Em's Story returns us to Africa and the question of race. A young woman named Eva is asked by her grandmother Emma Wilhelm to write the story of an heroic trek she undertook sixty years before. Rebelling against her German ancestors and their virtual extinction of the Hereros, she offers shelter to a Herero tribesman and then makes love to him. After he is murdered by her father, she sets out on her journey north to rejoin the remnants of the tribe she has come to accept as her own people. Sixty years later, her granddaughter undertakes the same journey in circumstances which, as she observes, are markedly different, bent on a similar mission of reconciliation and recovery of her personal identity. Kelleher cuts frequently between past and present, and the similarity of Eva's circumstances to those of Em are pointedly stressed, but the novel's emphasis is on the healing and hopeful qualities of Eva's journey across the bridge between white and black Africa.

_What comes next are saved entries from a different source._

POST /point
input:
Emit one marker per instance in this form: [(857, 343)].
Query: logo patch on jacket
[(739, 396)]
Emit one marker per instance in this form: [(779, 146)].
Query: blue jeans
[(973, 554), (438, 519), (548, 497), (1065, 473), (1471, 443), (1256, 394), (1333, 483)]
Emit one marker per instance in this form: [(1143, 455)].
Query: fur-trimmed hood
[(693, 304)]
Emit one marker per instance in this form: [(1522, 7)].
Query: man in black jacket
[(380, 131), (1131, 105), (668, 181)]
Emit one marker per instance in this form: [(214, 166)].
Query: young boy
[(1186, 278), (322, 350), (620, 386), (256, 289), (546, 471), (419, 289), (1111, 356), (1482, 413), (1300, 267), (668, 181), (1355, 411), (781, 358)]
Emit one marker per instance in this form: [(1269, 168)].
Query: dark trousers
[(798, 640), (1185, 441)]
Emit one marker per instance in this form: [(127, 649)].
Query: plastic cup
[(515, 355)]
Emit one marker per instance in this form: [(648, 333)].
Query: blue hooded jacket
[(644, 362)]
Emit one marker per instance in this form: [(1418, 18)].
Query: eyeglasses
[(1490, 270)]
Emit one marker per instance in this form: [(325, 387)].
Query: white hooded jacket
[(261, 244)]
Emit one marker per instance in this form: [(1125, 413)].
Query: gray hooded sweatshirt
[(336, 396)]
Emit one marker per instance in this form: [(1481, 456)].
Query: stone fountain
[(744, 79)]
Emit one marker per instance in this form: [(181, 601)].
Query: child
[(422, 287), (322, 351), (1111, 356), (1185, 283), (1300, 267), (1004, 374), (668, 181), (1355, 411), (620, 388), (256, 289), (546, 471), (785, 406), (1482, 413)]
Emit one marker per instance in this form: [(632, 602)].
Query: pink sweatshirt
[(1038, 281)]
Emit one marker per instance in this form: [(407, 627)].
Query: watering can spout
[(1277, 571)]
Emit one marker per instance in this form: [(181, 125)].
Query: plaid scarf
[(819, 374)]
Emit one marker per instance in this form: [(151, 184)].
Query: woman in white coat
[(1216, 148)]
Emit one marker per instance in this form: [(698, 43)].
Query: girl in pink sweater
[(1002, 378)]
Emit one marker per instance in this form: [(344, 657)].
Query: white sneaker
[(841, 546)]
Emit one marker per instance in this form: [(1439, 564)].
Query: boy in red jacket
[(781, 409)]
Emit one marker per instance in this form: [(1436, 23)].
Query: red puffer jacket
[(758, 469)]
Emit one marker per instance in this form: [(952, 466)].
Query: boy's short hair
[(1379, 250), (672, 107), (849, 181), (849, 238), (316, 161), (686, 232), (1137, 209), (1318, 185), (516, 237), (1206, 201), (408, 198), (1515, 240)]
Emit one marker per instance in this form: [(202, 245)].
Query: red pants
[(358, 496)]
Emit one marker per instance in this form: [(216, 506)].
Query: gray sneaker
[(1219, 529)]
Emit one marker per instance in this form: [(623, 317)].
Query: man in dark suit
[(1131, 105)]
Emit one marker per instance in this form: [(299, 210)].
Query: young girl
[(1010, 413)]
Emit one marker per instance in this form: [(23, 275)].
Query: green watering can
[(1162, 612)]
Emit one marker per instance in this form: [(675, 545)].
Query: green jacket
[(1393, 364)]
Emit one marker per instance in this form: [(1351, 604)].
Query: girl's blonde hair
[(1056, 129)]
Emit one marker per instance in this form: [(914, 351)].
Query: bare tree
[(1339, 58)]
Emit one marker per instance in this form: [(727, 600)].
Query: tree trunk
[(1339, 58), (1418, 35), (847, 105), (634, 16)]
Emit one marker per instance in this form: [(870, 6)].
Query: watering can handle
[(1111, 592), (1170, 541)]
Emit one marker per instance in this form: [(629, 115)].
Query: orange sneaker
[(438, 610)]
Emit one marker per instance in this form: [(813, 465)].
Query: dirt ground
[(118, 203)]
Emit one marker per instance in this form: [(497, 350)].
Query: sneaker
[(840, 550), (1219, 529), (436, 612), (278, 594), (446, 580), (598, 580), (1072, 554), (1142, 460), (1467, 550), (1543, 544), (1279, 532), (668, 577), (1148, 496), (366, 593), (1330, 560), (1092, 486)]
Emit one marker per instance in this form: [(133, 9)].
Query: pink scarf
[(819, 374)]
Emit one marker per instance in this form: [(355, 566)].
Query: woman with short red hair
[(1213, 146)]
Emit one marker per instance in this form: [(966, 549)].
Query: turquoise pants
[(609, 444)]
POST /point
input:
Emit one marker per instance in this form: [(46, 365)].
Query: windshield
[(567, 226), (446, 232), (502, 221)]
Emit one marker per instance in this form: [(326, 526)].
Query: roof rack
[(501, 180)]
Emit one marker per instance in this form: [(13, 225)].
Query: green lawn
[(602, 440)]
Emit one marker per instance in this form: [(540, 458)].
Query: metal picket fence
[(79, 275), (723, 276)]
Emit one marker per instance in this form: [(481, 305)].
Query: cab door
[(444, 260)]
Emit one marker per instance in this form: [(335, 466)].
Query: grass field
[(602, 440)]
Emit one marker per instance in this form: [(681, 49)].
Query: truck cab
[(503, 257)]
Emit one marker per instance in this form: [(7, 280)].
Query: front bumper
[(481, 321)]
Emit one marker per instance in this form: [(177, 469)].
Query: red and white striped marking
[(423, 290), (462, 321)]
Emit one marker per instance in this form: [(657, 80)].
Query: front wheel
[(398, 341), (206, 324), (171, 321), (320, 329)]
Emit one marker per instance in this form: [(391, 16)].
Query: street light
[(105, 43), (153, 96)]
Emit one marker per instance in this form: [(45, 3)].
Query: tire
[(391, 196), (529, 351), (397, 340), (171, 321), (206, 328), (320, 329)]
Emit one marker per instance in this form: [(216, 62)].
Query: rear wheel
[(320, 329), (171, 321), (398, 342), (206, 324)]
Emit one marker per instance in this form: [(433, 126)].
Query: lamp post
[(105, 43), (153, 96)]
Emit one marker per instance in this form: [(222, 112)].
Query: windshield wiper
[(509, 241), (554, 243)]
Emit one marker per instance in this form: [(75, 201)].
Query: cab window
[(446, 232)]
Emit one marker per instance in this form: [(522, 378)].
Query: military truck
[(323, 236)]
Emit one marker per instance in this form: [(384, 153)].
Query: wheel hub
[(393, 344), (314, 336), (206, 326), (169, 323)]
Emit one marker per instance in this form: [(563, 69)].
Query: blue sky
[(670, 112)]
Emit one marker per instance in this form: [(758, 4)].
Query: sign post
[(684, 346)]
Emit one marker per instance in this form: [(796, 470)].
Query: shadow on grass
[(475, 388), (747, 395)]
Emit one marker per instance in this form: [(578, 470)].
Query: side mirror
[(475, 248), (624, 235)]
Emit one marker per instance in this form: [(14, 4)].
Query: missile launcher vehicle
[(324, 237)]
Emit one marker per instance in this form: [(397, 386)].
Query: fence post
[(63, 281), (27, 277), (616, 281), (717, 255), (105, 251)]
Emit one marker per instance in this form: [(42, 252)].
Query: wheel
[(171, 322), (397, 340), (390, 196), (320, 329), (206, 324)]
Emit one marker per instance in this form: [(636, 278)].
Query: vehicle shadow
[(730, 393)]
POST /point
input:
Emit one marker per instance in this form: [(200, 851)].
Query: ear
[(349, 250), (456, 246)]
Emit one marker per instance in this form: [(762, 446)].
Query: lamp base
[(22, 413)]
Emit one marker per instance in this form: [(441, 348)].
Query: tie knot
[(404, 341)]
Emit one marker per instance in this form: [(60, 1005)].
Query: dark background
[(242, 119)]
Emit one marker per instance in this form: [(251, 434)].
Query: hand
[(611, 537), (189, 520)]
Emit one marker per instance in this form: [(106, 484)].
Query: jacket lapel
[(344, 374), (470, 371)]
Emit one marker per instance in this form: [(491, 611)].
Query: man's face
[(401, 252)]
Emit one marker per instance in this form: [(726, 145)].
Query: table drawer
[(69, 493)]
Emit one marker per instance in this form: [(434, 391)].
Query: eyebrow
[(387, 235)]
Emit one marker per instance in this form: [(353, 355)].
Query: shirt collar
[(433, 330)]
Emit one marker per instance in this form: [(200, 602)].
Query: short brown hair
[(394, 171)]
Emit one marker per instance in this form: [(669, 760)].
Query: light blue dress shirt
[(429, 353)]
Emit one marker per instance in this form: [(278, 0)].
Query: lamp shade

Wintering is set in Australia in 1988, the year of the bicentennial, but returns to many of the same themes as Kelleher's earlier fiction. The narrator, a young man named Jack Rudd, writes out his story in between visiting his friend Benny, who lies comatose in hospital. The novel cuts rapidly between the present—Benny's condition and Jack's struggle to revive his relationship with his Aboriginal former girlfriend Bridget—the past of a year before, and the events that led to Benny's destruction and the end of the relationship. Once again, Kelleher finds the soil of Australia a little too arid to write the kind of novel he had in mind: his 1960s white radicals are hardly more complex or interesting than his Redfern Aboriginals, and the upbeat ending of the novel is both startling and unconvincing. Nevertheless, the pleasures to be found in this work are those in all of his fiction—a fine ear for dialogue, a command of narrative, an ability to evoke landscape, and more importantly and less definably, a fundamental integrity in the way he approaches the issues that concern him.

The same qualities are evident in Micky Darlin', in which the author has returned to the first of his three countries for his material. The book consists of a number of interrelated stories which together comprise a history of the sprawling Donoghue family of Irish expatriates, spread over many years and narrated by the eponymous Micky. Beginning in the early 1940s in wartime London when Micky is of preschool age, the tales take us through the following decade when Micky has grown to be a young adult, the witness and recorder of the family's progressive disintegration over the different generations. More or less abandoned by his weak mother and alcoholic father, Micky has been brought up by his grandparents, Nan and Gramps, but when Gramps dies in a foolish accident, the family falls apart and the embittered Micky feels forsaken yet again. In the hands of a lesser writer the Donoghues would be almost Irish stereotypes—constantly drinking, brawling, angrily divided from another over questions of religion—but Kelleher's unsentimental, sharply observant prose brings them alive.